People all over the continent to march against gun violence

VANCOUVER (NEWS 1130) – Young people are taking to the streets of Washington, DC today to call attention to gun violence in the US.

Similar events are happening all over North America — and even the globe — in what has been dubbed “The March For Our Lives.”

One such even is also taking place here in Vancouver at 10:00 a.m.

Seventeen-year-old Ayeesha Beg is helping organize the event, and says if adults aren’t willing to affect change, it’s up to the voters of tomorrow to lead the charge.

“Because a lot of people in power are not addressing the issue and they’re choosing to ignore it so, we as youth, need to stand up and people need to know that this is what we believe in and this is what we stand for.”

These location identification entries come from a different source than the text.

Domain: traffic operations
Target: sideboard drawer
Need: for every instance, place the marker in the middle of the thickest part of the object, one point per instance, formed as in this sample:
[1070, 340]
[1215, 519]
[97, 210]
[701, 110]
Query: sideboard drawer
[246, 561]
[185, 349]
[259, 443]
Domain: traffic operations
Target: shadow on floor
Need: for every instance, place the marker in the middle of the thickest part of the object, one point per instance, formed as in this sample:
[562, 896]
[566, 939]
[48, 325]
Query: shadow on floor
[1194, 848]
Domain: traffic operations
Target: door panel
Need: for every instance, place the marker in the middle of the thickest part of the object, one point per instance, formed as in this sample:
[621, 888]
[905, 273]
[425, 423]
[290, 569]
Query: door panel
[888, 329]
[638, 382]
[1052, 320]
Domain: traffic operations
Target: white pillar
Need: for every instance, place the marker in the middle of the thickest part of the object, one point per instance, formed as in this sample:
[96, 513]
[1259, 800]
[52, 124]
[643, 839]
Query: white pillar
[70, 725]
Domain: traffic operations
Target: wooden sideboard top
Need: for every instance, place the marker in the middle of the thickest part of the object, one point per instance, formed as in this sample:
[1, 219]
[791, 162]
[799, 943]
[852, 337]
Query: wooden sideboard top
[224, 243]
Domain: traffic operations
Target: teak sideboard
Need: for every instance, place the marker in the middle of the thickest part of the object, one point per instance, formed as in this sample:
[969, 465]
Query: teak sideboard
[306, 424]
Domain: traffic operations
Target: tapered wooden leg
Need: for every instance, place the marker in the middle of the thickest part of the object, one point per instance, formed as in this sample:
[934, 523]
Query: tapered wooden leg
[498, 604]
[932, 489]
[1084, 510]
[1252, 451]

She says gun violence runs deep within Canadian society as well.

“[Through] the forms of gang violence and there’s guns that are being held by children everyday in Canada, in Vancouver, in our province of BC,” she explains. “And the reason why I stand in solidarity with the survivors of Florida because I believe this isn’t just an American problem, it’s a human crisis, and students everywhere in the world should be able to go to school without having to fear [for] their lives.”

Marchers plan to make their way from Jack Poole Plaza past the US Consulate.

“We have to stand up for ourselves and nobody else is going to do it anymore,” Beg tells NEWS 1130.

The march is being put on by Democrats Abroad Vancouver, March On Vancouver, and #actnow.

Students rally across the US, world

The marches in the US are organized by students demanding the government take steps to end gun violence and mass shootings, and make school safety a priority.

More than 20,000 people are expected at the rally nearest the Florida school where last month’s deadly shooting occurred.

Police presence was heavy early Saturday at a park near Marjory Stoneman Douglas High as organizers set up and demonstrators streamed in.

Eighteen-year-old Sabrine Brismeur and 17-year-old Eden Kinlock came from schools 20 miles away to pass out water.

Kinlock said that may seem “like a small thing but it helps in the bigger picture.”

In the country’s capital, Stonehill College student Michael MacEachern says he’s studying to be an elementary school teacher.

“I’m here to march for all my students in the future so I’m not going to stand around and say I didn’t do anything during this time where students are going to school everyday, afraid that they can be shot and I’m just not going to stand by and let that happen,” he says.

Organizers in the US capital are expecting as many as 500,000 participants at the Washington rally.

Meantime, dozens of protesters are also rallying outside the US Embassy in Britain in solidarity with the “March for Our Lives” protest.

Students, families with children and other protesters raised placards reading “Protect kids not guns,” “Never again,” and “Enough is enough” Saturday outside the new embassy building in south London.

Amnesty International UK’s director Kate Allen referred to the 1996 school killings at Dunblane Primary School in Scotland, in which 16 students and a teacher were killed. “After our own school shooting at Dunblane, new gun ownership laws were introduced in Britain and that’s exactly what’s needed in the United States, where gun deaths are a national tragedy.”

There are more than 800 other gatherings planned around the world.